"Go further away from the leg of mutton, or you'll be picking it, I know," said Miss Sally.

The girl withdrew into a corner, while Miss Brass opened the safe, and brought from it a dreary waste of cold potatoes, looking as eatable as Stonehenge. This she placed before the small servant, and then, taking up a great carving-knife, made a mighty show of sharpening it.

"Do you see this?" she said, slicing off about two square inches of cold mutton, and holding it out on the point of a fork.

The small servant looked hard enough at it with her hungry eyes to see every shred of it and answered, "Yes."

"Then don't you ever go and say," retorted Miss Sally, "that you hadn't meat here. There, eat it up."

This was soon done.

"Now, do you want any more?" said Miss Sally.

The hungry creature answered with a faint "No." They were evidently going through an established form.

"You've been helped once to meat," said Miss Brass, summing up the facts; "you have had as much as you can eat: you're asked if you want any more, and you answer 'No.' Then don't you ever go and say you were allowanced,--mind that!"

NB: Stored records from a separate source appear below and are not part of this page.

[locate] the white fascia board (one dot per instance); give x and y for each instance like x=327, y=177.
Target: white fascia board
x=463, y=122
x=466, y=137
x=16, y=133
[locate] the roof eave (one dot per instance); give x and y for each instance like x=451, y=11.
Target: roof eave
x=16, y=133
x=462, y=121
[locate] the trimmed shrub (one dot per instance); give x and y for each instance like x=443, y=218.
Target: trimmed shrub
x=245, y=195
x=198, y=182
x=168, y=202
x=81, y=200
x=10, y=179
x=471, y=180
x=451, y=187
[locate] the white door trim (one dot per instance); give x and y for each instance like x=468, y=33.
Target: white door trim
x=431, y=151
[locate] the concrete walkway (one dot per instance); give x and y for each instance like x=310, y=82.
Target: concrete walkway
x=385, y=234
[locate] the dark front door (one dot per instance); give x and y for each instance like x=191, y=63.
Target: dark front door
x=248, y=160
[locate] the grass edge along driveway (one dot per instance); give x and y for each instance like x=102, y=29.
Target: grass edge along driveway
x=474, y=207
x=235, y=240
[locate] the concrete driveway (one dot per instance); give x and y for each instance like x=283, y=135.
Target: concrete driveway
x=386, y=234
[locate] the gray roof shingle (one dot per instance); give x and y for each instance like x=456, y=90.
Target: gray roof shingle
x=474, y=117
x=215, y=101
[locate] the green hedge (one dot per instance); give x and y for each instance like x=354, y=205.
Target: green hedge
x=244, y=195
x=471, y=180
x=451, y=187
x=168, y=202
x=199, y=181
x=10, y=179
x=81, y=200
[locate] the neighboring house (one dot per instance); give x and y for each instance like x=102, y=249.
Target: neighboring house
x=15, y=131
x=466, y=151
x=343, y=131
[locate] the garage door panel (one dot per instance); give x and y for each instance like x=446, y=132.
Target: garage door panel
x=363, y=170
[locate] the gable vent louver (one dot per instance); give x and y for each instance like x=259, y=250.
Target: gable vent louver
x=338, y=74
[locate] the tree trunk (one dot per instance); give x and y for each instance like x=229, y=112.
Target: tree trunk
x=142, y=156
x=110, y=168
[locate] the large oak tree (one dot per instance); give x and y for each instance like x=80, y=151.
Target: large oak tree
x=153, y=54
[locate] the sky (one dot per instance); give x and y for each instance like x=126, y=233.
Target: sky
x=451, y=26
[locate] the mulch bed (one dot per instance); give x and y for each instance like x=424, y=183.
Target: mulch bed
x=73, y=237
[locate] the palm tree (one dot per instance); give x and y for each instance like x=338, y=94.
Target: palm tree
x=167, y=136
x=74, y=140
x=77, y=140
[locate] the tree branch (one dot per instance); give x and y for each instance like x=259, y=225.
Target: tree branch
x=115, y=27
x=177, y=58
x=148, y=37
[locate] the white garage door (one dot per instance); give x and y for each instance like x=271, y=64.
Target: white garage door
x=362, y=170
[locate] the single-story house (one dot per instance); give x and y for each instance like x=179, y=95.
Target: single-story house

With those words, Miss Sally put the meat away, locked the meat-safe, and then overlooked the small servant while she finished the potatoes. After that, without the smallest cause, she rapped the child with the blade of the knife, now on her hand, now on her head, and now on her back. Then, after walking slowly backward towards the door, she darted suddenly forward, and falling on the small servant again, gave her some hard blows with her clenched fists. The victim cried, but in a subdued manner, as if she feared to raise her voice; and Miss Sally ascended the stairs just as Richard had safely reached the office, fairly beside himself with anger over the poor child's misery and ill-treatment.